Licences

Le personnage de dessin animé constitue une marque dont la notoriété peut-être exploitée dans différents secteurs industriels : le jouet, qu'il soit traditionnel ou vidéo, mais aussi l'habillement, l'agro-alimentaire, l'édition, etc Principale cible visée : les enfants.

Le précurseur des produits dérivés en France c'est Disney avec la parution, dès 1934 du &laqno;Journal de Mickey». Cette précocité des liens avec le marché français explique en grande partie le succès de la marque dans notre pays.

Aujourd'hui, le licensing est un jeu de séduction dont la télévision est le principal cheval de Troie : avec une cinquantaine de nouvelles séries par an, le marché est inondé. Et l'arrivée des chaînes câble/ satellite va encore renforcer le nombre de programmes mis à la disposition des enfants. Le tout s'inscrivant dans un contexte de réduction de la consommation TV des enfants et un émiettement des audiences. La prise de risques liée au choix d'une licence s'est donc considérablement renforcée pour l'industriel depuis une dizaine d'années.

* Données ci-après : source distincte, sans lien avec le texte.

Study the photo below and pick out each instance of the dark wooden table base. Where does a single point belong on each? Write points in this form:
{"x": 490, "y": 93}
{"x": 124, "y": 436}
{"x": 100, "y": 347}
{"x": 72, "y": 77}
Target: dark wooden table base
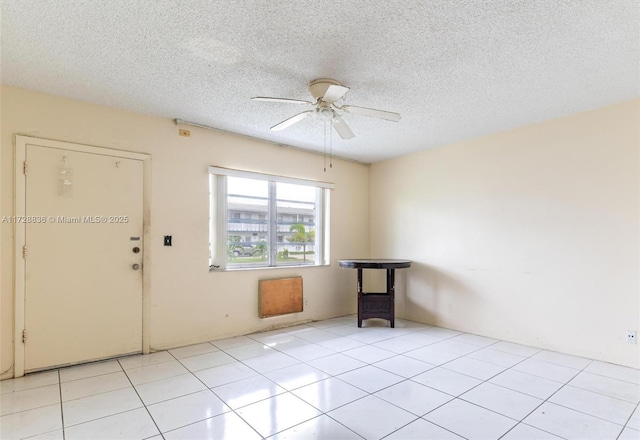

Malgré ces obstacles, la licence reste un bon moyen marketing en période de crise économique pour gagner des parts de marché à moindre frais. Elle reste aussi un bon moyen pour toucher une cible enfant extrêmement volatile, dont la consommation télé baisse mais dont le pouvoir de prescription augmente. Les moins de 15 ans sont tout de même 11,4 millions en France. Le héros de dessin animé est devenu un moyen de promotion recherché par tous les industriels pour promouvoir leurs produits. Même si le marché est plus difficile, on assiste depuis deux/trois ans à une espèce d'effervescence autour des personnages d'animation.

Leader en Europe: la France

A lui tout seul, le continent nord-américain représente les deux tiers du marché mondial des produits dérivés, estimé à 90 MM$. Ce créneau se développe rapidement en Europe où il représente un CA annuel de 18 MM$. De son côté, la France serait leader sur le continent avec un CA annuel de 5 MM$, soit 25% du chiffre d'affaires européen. Le consommateur américain dépense 1250 F/an en produits dérivés, contre 270 F pour le consommateur européen.

Si la France s'est laissée séduire par l'animation japonaise, depuis Goldorak jusqu'à Dragon Ball Z, elle a réussi globalement à limiter l'invasion des droits et stratégies américaines, mis à part Disney. Une particularité qui s'explique en grande partie par la profusion des droits français. L'hexagone a développé un marché très dynamique à partir de ses héros traditionnels. On puise surtout dans la BD franco-belge et dans la littérature enfantine avec Spirou, Babar, Tintin ou encore Blake et Mortimer.

L'avenir de la filière semble prometteur et les plus gros producteurs français ont intégré leur propre structure de droits dérivés. C'est le cas de Saban International Paris, de Gaumont Multimédia ou d'Ellipse Programmes.

Le succès d'antenne d'une série dépend beaucoup de sa programmation et les bénéfices pour le diffuseur ne se comptabilisent pas seulement en retombées financières mais aussi en terme d'image. La série doit comporter un nombre d'épi-sodes suffisament important pour installer le produit à l'antenne et susciter une envie. Plus le temps de visualisation est important, plus il est facile de convaincre les industriels d'acheter des licences.

Les secteurs industriels concernés par une stratégie de droits dérivés sont nombreux: le jouet, l'édition/papeterie/ carterie, le textile/l'habillement, l'ameublement, l'alimentation et l'hygiène/beauté. Le secteur du fast-food est également devenu un véritable partenaire pour les opérations de licence et rentre de plus en plus tôt en amont dans les montages financiers.

Dominé par le licensing (40% des produits), le marché du jouet est l'allié traditionnel de l'animation. Le renforcement de la concurrence oblige aujour-d'hui les fabricants à miser sur des séries haut de gamme, à forte valeur patrimoniale ou à développer des niches où les investissements sont moindres.

 


Guide

Le SPFA prépare, en collaboration avec l'AFCA, Association Française du Cinéma d'Animation et l'AEFA, Association Européenne du Film d'Animation, Le Guide Professionnel du Film d'Animation en France (parution début 1998). Illustré par Jacques Rouxel, le guide réunit conseils et contacts pour:

  • Découvrir la production française pour le cinéma et la télévision,
  • Comprendre les mécanismes de production,
  • Identifier les commanditaires et les investisseurs,
  • Répertorier les sociétés et les professionnels (penser à remplir la fiche prévue à cet effet),
  • Connaître les moyens de diffusion,
  • Fréquenter les lieux et manifestations dédiés à l'animation,
  • Se former aux métiers de l'animation.